Andar en un carro ‘estartala’o es una parte tan esencial de la juventud como lo era soñar con librar la coca. No sé, pero el haber crecido sin haber andado en un carro que se estuviera cayendo en cantos, como que le quita un especial encanto a los años de adolescencia. En eso me dan pena los riquitillos que desde nenes siempre han estado trepados en buenos carros. O sea, nunca conocieron la emoción de ir a la playa sin saber si el carro llegaría. No supieron lo que era enrollarse las mangas de la camisa nueva para que no se mancharan al echarle aceite al motor en camino a una fiesta.

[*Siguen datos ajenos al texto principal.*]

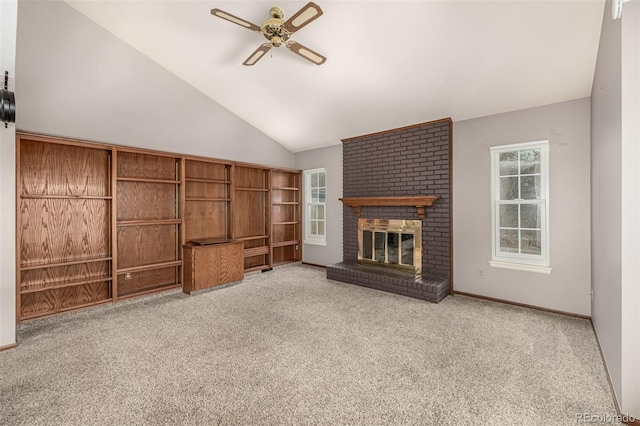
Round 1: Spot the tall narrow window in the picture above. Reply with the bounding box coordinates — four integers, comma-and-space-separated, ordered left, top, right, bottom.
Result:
491, 141, 550, 272
304, 169, 327, 245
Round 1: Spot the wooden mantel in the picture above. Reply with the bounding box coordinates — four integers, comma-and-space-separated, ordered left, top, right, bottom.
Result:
340, 195, 440, 219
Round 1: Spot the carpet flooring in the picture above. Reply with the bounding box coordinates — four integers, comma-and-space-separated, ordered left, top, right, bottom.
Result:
0, 264, 616, 426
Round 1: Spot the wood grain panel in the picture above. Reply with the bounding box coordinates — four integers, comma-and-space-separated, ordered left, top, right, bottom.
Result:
19, 139, 110, 196
20, 282, 110, 319
234, 166, 269, 188
20, 261, 111, 290
271, 225, 298, 244
186, 182, 230, 198
271, 205, 300, 223
19, 199, 110, 266
118, 151, 179, 180
220, 243, 244, 283
118, 266, 178, 297
185, 160, 230, 180
233, 191, 269, 238
271, 189, 300, 203
117, 182, 177, 221
118, 225, 178, 268
184, 201, 228, 242
244, 255, 269, 269
271, 170, 300, 188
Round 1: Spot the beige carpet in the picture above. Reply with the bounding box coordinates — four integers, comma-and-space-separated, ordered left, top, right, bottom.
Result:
0, 264, 615, 426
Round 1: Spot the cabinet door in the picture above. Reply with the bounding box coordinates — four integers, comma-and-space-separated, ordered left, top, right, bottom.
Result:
193, 246, 221, 290
220, 243, 244, 284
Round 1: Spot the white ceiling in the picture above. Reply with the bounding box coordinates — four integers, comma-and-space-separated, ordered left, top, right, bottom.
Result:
62, 0, 604, 152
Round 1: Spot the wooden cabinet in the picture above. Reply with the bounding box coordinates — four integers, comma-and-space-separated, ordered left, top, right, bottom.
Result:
182, 242, 244, 294
16, 132, 302, 322
16, 136, 113, 320
232, 166, 271, 272
271, 170, 302, 265
184, 159, 231, 242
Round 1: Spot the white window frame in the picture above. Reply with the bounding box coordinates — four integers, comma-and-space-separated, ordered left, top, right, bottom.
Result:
489, 140, 551, 274
303, 168, 327, 246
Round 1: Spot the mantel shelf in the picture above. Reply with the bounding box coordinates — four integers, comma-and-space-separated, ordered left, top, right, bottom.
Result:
340, 195, 440, 219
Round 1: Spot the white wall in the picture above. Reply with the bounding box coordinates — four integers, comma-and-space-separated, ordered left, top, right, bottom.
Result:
591, 0, 640, 418
591, 0, 640, 418
453, 98, 591, 315
295, 144, 342, 266
0, 1, 19, 348
16, 1, 293, 167
620, 0, 640, 418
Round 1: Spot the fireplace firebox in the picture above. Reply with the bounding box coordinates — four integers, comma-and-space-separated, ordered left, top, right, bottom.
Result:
358, 219, 422, 275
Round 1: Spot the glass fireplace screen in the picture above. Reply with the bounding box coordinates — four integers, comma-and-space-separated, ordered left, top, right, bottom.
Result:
358, 219, 422, 273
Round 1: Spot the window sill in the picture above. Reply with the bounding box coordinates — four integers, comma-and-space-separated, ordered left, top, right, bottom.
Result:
489, 260, 552, 274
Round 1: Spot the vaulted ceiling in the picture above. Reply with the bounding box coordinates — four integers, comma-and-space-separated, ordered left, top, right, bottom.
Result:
67, 0, 604, 152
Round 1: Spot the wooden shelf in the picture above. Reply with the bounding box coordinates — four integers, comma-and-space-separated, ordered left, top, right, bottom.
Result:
272, 240, 300, 247
117, 219, 182, 226
339, 195, 440, 219
244, 265, 271, 272
234, 235, 269, 241
116, 177, 182, 185
235, 187, 269, 192
20, 277, 113, 294
184, 178, 231, 184
20, 194, 113, 200
271, 186, 300, 191
20, 257, 112, 271
244, 246, 269, 257
116, 260, 182, 275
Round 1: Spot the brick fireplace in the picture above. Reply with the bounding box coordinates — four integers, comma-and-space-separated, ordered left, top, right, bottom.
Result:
327, 119, 451, 302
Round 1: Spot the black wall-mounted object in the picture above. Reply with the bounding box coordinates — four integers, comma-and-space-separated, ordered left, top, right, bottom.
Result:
0, 71, 16, 128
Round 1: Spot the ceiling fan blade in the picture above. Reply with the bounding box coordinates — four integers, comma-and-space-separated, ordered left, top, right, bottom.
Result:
242, 43, 271, 66
282, 2, 322, 33
287, 40, 327, 65
211, 9, 262, 33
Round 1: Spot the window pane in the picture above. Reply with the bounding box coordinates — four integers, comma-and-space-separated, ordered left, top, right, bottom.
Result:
500, 151, 518, 176
362, 231, 373, 259
520, 176, 540, 200
387, 232, 400, 265
500, 177, 518, 200
520, 149, 540, 175
500, 204, 518, 228
520, 204, 541, 230
500, 229, 518, 253
374, 232, 385, 262
522, 231, 542, 255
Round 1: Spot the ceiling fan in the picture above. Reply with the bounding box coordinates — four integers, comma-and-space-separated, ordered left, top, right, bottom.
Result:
211, 2, 327, 66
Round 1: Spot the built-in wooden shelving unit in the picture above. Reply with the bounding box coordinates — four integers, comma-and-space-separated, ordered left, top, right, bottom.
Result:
16, 132, 301, 321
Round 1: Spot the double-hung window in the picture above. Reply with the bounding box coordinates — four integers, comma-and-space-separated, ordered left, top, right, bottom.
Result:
491, 141, 551, 273
304, 169, 327, 245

El Doche fue coprotagonista de muchísimas anécdotas. Hasta peleas a puños hubo dentro de ese carrito ‘estartala’o.

LA DESPEDIDA

Poco a poco cada uno de mi corillo recibió o compró su propio carro (todos también con muchas historias). Dejamos de depender del Doche. Salíamos en él solo cuando íbamos a algún lugar donde se podían robar nuestros autos más nuevos pues era obvio que ni siquiera lo mirarían.

Incluso, hasta el mismo Jorge tuvo la oportunidad de comprarse un carro mejor. Con lo que ganaba en sus rutas de repartir periódicos y otros trabajos, se compró otro carro mucho mejor y llegó la hora de despedirnos del Doche. Ahora le tocaba hacer feliz a otro (y quién sabe si a otro corillo de panas). Jorge lo vendió en 75 dólares, lo que probó ser una magnífica inversión ya que solo depreció $25 tras varios años de una pela muy abusiva.

Junto con el Doche se fue una etapa de nuestras vidas. Pero los recuerdos quedan para siempre y cada vez que hablo con alguno de los muchachos siempre sale a relucir el Doche. Hasta la última vez que estuvimos todos juntos en un mismo lugar, allá para el verano de 1991, nos reímos de nuestras aventuras en el Doche.

Aquel carrito ‘estartala’o fue una parte bien especial de nuestra juventud.